Kliniken fehlen Medikamente gegen Problemkeime
Anästhesisten fordern sinnvollen Antibiotikaeinsatz
Nürnberg – Auf deutschen Intensivstationen breiten sich seit einigen Jahren Erreger aus, gegen die herkömmliche Antibiotika nicht wirken: Der Anteil besonders widerstandsfähiger Kolibakterien etwa verzehnfachte sich innerhalb von acht Jahren. Infektionen mit dem multiresistenten Erreger Staphylococcos aureus (MRSA) dagegen nehmen langsam ab.
Gegen neue, mehrfach resistente Bakterien kommen die Kliniken jedoch kaum noch an. Denn gegen sie werden keine neuen Antiinfektiva entwickelt, bemängelt die Deutsche Gesellschaft für Anästhesiologie und Intensivmedizin (DGAI). Stattdessen greifen Ärzte auf alte Medikamente mit starken Nebenwirkungen zurück. Die DGAI empfiehlt dringend einen rationalen Einsatz von Antibiotika.
Auf Intensivstationen kommen pro 1000 Patiententage rund vier Infektionen mit den gefürchteten MRSA-Keimen vor. Das ist fast zwar drei Mal häufiger als Infekte mit den kaum bekannten Escherichia coli-Stämmen aus der Gruppe der gramnegativen Bakterien. Jedoch stiegen zum Beispiel Infektionen mit 3GC-Escherichia coli in den Jahren 2001 bis 2008 von 0,16 auf 1,39 pro 1000 Patiententage. „Diesem enormen Anstieg multiresistenter gramnegativer Problemkeime wie Escherichia coli haben wir derzeit nur wenig entgegenzusetzen“, erläutert Professor Dr. med. Hugo Van Aken, Generalsekretär der DGAI aus Münster.

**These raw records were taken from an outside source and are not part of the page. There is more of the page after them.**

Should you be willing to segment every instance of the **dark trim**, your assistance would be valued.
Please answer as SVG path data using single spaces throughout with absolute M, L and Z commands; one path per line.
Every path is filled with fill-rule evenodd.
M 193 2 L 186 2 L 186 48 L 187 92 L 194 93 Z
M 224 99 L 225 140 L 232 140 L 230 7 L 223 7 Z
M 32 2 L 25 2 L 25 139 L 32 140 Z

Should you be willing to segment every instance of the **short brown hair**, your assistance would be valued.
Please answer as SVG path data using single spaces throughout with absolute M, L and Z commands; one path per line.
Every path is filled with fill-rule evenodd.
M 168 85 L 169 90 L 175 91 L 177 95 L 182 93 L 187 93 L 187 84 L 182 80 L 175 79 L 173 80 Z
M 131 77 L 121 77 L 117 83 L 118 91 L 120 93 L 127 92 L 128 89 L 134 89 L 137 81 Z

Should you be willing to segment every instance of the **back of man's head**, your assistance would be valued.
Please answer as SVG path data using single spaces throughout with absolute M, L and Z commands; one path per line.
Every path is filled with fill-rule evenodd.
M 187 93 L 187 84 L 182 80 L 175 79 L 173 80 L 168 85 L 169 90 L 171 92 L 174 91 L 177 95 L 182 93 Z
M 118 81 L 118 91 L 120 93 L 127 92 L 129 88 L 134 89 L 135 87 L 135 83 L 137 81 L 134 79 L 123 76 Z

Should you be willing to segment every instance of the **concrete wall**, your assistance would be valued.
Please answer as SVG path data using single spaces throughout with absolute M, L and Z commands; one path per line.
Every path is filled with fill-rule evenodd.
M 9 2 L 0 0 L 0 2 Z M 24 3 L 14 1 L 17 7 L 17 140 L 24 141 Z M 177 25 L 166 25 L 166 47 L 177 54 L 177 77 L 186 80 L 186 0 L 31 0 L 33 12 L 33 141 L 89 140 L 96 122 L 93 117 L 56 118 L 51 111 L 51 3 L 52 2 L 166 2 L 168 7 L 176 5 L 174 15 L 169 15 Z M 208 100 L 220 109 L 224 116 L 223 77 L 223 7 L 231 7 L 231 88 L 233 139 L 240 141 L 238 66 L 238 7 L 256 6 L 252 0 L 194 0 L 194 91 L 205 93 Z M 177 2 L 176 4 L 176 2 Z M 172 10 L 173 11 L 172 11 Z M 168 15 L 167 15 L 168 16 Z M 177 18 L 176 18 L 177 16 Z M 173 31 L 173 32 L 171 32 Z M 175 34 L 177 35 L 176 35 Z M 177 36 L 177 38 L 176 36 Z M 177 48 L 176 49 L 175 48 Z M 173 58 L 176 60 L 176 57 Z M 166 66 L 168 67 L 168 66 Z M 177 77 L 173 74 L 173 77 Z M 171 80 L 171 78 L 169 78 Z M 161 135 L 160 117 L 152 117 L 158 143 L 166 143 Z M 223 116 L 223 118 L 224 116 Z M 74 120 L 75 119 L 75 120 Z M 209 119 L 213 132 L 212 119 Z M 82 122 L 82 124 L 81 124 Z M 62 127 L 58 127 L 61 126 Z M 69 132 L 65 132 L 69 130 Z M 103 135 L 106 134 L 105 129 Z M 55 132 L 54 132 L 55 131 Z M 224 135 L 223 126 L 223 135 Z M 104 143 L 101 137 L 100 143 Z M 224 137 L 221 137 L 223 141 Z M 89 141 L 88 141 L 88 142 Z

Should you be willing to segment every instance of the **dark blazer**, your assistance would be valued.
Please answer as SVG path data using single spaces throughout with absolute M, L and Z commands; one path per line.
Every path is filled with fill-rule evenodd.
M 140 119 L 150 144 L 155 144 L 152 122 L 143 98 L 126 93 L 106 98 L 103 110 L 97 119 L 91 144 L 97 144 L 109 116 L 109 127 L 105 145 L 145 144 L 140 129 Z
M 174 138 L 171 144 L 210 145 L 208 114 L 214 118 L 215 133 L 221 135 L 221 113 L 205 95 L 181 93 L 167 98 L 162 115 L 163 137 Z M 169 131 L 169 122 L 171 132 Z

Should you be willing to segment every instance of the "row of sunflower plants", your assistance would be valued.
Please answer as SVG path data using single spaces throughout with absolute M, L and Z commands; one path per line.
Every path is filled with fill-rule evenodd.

Denn neue Antiinfektiva gegen diese Bakterien würden nicht entwickelt. Zudem sei das Darmbakterium 3GC-E.coli selbst gegen moderne Breitband-Antibiotika wie etwa Cephalosporine der 3. Generation widerstandsfähig – und meist gleichzeitig auch gegen andere Antibiotikaklassen. Die alarmierenden Zahlen veröffentlichte zuletzt das nationale Überwachungssystem für Antibiotikaverbrauch und resistente Erreger SARI (Surveillance der Antibiotika-Anwendung und der bakteriellen Resistenzen auf Intensivstationen) in Berlin und Freiburg.
„Die Folgen des Fehlens von Antiinfektiva können sich dramatisch entwickeln“, warnt Privatdozentin Dr. med. Maria Deja von der Klinik für Anästhesiologie mit Schwerpunkt operative Intensivmedizin der Berliner Charité: Forscher zeigten in einer europäischen Studie, dass in bestimmten Regionen bei Patienten mit einer Lungenentzündung alte Medikamente eingesetzt werden mussten, weil herkömmliche Präparate unwirksam waren. „Diese veralteten Medikamente verursachen aber oft starke Nebenwirkungen wie Nierenversagen, was tödlich enden kann“, sagt Dr. Deja. Außerdem zeigte ein Überwachungssystem, dass einzelne Antibiotikaklassen auf Intensivstationen zunehmend häufiger im Einsatz sind: So verdoppelte sich der Verbrauch an Carbapenemen, die breit wirksam sind und als Reserveantibiotika gelten. „Bei steigendem Verbrauch von Carbapenemen besteht die Gefahr, dass sich resistente Bakterien selektiv vermehren – ein Teufelskreis“, erklärt Dr. Deja.
Ärzte müssen unnötige Behandlungen mit Antibiotika unbedingt vermeiden, damit Bakterien weniger Resistenzen entwickeln, rät die DGAI. „Zu lange oder nicht wirksame Antibiotikagaben sind ebenso unnötig wie Therapien mit Antibiotika, obwohl keine bakterielle Infektion vorliegt“, betont Professor Van Aken. Nur ein von der DGAI geforderter rationaler Antibiotikaeinsatz könne die rasche Ausbreitung von Resistenzen vermindern.